My parents aged well, neither getting sick until late in their lives. They were able to afford to travel together, accumulating a wealth of shared experiences that they both enjoyed remembering. Their sixty four year marriage grew stronger and more stable over the years as well, becoming a mighty oak that we all could take refuge under. As the years progressed and the kids left home, they lavished their love on their pets. Swede and Vera always had their cat. I remember when they went to the animal shelter to bring home their last cat. Samatha picked them out, getting their attention by swatting a ball out of her cage at them. My parents were so moved by the hopeless plight of the animals awaiting adoption, and the futility of finding them all homes, that they both agreed that they would ever go back there again. It was just too heartbreaking. The last day I had the chance to visit with my mother, she talked of her readiness to go through rehab in the hope of getting strong enough to return home to Sam, the beautiful long haired friend that she pampered by brushing, then giving her a bath every day with a spray bottle of coconut oil and water. There's no better life for a pet than to be a Hanson house cat.

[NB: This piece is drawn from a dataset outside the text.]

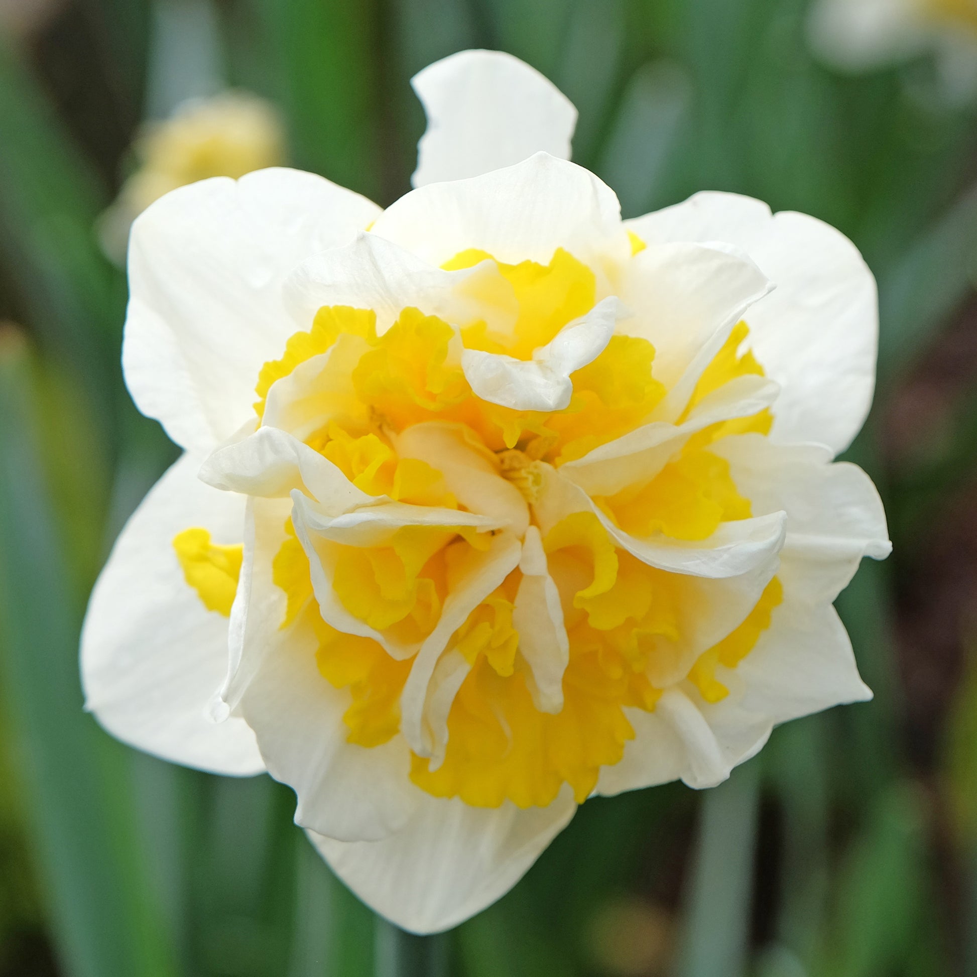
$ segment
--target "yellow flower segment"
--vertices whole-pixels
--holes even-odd
[[[490,258],[466,251],[447,269],[469,268]],[[549,343],[568,322],[595,304],[593,273],[558,250],[549,265],[497,263],[518,302],[515,325],[496,334],[485,321],[460,330],[467,349],[521,360]],[[480,295],[488,302],[492,296]],[[744,323],[705,370],[693,404],[731,378],[762,369],[738,348]],[[416,458],[400,457],[398,438],[430,421],[465,425],[472,444],[497,474],[531,503],[538,490],[538,463],[556,468],[646,422],[665,394],[653,375],[655,350],[646,339],[615,335],[591,363],[573,373],[573,394],[565,410],[518,411],[477,398],[457,357],[455,330],[446,321],[404,309],[382,335],[373,312],[347,307],[319,311],[312,328],[294,335],[280,360],[266,363],[256,392],[262,416],[273,384],[312,357],[330,349],[351,352],[355,396],[338,397],[331,419],[306,442],[370,495],[417,506],[462,510],[440,471]],[[345,345],[344,345],[345,344]],[[749,501],[733,482],[728,463],[709,451],[717,439],[743,431],[766,433],[764,411],[701,431],[650,482],[595,498],[614,525],[637,537],[663,533],[701,540],[721,523],[751,515]],[[536,466],[536,467],[534,467]],[[318,613],[308,557],[289,522],[275,558],[273,578],[287,595],[282,627],[313,609],[321,675],[348,688],[348,739],[362,746],[388,742],[401,729],[401,695],[412,660],[398,660],[370,638],[326,624]],[[228,614],[233,561],[190,530],[174,540],[188,583],[211,610]],[[432,632],[465,561],[491,539],[464,526],[405,526],[384,546],[330,543],[335,559],[333,591],[354,617],[399,647],[415,646]],[[634,737],[624,709],[654,710],[661,695],[649,679],[674,660],[681,640],[681,604],[687,578],[649,567],[616,546],[592,512],[573,513],[542,536],[548,571],[560,594],[569,638],[563,703],[555,713],[537,707],[531,670],[520,651],[513,620],[523,573],[518,568],[457,629],[447,648],[470,669],[447,715],[443,760],[414,754],[410,777],[424,790],[457,796],[475,806],[546,805],[569,784],[578,802],[594,789],[600,769],[617,763]],[[208,559],[213,570],[204,572]],[[222,562],[223,561],[223,562]],[[239,568],[237,556],[236,567]],[[223,574],[223,575],[222,575]],[[235,575],[235,573],[234,573]],[[233,599],[233,590],[231,591]],[[688,678],[706,701],[728,690],[716,678],[720,665],[735,667],[769,626],[780,603],[775,579],[753,612],[722,642],[692,663]]]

Vera's gone. But she's left a treasure trove of memories and a legacy of love, hard work and accomplishment behind her. Those of you who know me well know that I parted ways with the church a long time ago. I can remember how angry my mother got at me when she noticed that I'd replaced the picture of Jesus that hung in my room with Lord Byron. Still, there's a part of me that would like to believe, that would hope that Swede and Vera's spirits have re-united in some wonderful way that we haven't the understanding to comprehend, or that the good people that they were in this life has accumulated them enough Karma credit to aspire to a better life in their next go round with existence.
The truest affirmation of whether a life has been lived well, is that you will be missed by those you've left behind when you leave it. Vera (and Swede), my mother and father, you both are, and definitely will be as long as you dwell in the memories of your family and friends.